The platelet missions are uniformly first-thing-in-the-morning departures from Phoenix with the cargo, and right now first-thing-in-the-morning isn’t a place of honor in my life. Maybe later.

Commercial?

It might seem like flying blood around would be a commercial pilot activity — and if I were compensated for it, it would be. But here in the US at least, it’s considered to still be private pilot activity to donate my time and aircraft this way.

Public Benefit Flying

I’ve been part of Angel Flight West for a number of years as a driver (think Lyft/Uber, but just for Angel Flight passengers), but I hadn’t flown any charitable missions before.
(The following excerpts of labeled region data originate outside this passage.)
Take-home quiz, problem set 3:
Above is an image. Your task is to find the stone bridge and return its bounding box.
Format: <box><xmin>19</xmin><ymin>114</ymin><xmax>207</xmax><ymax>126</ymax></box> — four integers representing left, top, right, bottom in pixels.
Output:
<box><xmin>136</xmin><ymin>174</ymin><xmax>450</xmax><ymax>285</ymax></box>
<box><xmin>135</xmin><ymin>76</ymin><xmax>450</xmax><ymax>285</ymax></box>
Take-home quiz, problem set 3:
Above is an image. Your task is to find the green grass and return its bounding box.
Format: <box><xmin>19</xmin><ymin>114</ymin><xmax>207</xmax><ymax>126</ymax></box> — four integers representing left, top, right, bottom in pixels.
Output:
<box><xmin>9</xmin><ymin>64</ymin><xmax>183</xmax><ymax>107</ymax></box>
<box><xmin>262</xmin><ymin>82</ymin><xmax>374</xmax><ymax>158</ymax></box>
Specifically for Angel Flight, I’ve been watching my logbook climb to the number of pilot-in-command (PIC) hours needed to apply to fly.

A late night delivery from upstate
A late night delivery from upstate

Moving blood around turned out to be a great way to accumulate more PIC time. I’m happy to say that I’m now a full-fledged Angel Flight West Command Pilot too, but that’s for a different post.

A Final Note

Everyone wants to help when you’re pulling out boxes labeled HUMAN BLOOD, whether they’re other pilots, line technicians, or anyone else on the ramp. I guess it’s just admirable enough, without the potential awkwardness of the passengers themselves on Angel Flights, where I swear everyone goes out of their way to pretend there’s nothing amazingly cool about those. But they are super cool.

Anyone looking for some HUMAN BLOOD?
Anyone looking for some HUMAN BLOOD?